Apenas em uma das 17 capitais onde o DIEESE realiza mensalmente a Pesquisa Nacional da Cesta Básica, o custo dos alimentos essenciais subiu em 2009. A alta foi registrada em Belém, onde os gêneros alimentícios de primeira necessidade tiveram aumento de 2,65%.


As maiores retrações no custo da cesta ocorreram em João Pessoa (-14,92%), Natal (-12,57%) e Aracaju (-12,47%), enquanto a menor foi verificada em Vitória (-3,71%).
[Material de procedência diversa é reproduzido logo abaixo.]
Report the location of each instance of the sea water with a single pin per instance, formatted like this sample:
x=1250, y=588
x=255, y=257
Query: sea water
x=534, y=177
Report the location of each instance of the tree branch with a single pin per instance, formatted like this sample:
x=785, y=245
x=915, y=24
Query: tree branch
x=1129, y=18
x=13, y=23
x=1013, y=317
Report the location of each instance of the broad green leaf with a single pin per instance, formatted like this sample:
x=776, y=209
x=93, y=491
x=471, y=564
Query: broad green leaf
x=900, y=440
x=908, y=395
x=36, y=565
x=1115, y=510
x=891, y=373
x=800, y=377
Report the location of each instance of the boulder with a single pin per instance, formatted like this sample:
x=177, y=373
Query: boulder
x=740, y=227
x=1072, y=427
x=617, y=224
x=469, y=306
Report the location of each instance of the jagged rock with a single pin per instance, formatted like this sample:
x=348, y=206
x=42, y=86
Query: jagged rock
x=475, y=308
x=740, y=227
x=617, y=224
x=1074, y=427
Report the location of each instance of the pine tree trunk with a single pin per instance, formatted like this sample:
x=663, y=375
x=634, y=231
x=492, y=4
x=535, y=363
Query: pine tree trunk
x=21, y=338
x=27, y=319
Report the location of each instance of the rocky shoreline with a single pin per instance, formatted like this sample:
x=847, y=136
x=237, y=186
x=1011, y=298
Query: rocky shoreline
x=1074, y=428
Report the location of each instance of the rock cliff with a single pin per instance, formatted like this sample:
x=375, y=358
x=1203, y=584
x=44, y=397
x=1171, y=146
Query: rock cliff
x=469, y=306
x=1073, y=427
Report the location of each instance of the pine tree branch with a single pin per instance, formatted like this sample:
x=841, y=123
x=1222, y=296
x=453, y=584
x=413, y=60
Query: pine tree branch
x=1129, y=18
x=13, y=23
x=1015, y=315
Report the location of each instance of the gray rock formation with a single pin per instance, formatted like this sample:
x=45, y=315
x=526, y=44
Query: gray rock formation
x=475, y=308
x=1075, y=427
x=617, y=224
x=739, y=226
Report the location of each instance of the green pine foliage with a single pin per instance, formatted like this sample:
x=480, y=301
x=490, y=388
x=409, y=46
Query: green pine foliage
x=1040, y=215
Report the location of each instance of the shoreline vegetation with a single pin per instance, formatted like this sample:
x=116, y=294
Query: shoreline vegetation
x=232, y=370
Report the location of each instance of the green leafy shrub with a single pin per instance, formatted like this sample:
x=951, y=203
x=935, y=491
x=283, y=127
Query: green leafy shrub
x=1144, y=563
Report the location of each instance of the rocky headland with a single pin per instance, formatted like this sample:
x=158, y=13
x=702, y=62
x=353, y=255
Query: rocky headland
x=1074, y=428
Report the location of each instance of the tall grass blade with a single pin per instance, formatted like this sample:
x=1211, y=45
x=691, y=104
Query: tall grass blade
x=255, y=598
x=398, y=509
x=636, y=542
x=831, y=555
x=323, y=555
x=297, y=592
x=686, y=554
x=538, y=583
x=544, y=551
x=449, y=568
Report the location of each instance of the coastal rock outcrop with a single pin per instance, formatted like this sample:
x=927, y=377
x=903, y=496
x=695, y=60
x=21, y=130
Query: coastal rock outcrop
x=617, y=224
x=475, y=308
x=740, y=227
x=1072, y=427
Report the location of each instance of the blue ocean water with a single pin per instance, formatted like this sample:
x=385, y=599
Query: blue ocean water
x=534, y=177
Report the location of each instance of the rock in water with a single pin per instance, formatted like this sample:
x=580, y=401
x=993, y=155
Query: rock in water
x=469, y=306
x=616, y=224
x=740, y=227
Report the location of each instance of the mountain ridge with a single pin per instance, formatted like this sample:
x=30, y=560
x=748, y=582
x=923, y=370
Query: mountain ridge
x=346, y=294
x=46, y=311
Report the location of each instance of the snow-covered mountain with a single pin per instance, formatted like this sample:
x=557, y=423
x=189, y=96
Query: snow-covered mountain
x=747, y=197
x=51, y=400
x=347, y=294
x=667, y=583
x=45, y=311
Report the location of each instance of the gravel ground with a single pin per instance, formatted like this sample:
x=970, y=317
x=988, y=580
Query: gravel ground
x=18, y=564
Em dezembro de 2009, três capitais apresentaram alta: Brasília (2,77%), Aracaju (0,78%) e Belém (0,37%). Nas demais cidades pesquisadas, o preço da cesta caiu em dezembro, com variações que se situaram entre -1,39%, em Manaus e -8,63%, em Salvador.


Apesar do recuo de 6,69% no custo dos gêneros essenciais registrado em dezembro, em Porto Alegre, a capital gaúcha continuou a registrar o maior valor para os gêneros alimentícios essenciais (R$ 237,58), o que representa uma redução de 6,78%, em relação a dezembro de 2008.


A segunda capital mais cara foi São Paulo (R$ 228,19), vindo a seguir Brasília, com o custo de R$ 222,22, para os produtos de primeira necessidade. Os menores preços para o conjunto de gêneros alimentícios essenciais foram registrados em Aracaju (R$ 169,18), João Pessoa (R$ 170,63) e Recife (R$ 171,31).


O valor do salário mínimo necessário finalizou 2009 equivalendo a R$ 1.995,91, ou seja, 4,29 vezes o mínimo em vigor, de R$ 465,00. Em novembro, o piso salarial era estimado em R$ 2.139,06. Em dezembro de 2008, o valor necessário para atender às despesas de uma família chegava a R$ 2.141,08.


Em São Paulo, compra da cesta requer a menor jornada desde 1970. A retração nos preços dos alimentos na capital paulista no último ano fez com que a compra dos gêneros alimentícios essenciais exigisse a realização de uma jornada de 109 horas e 53 minutos, a menor desde 1970 (106 horas e 11 minutos).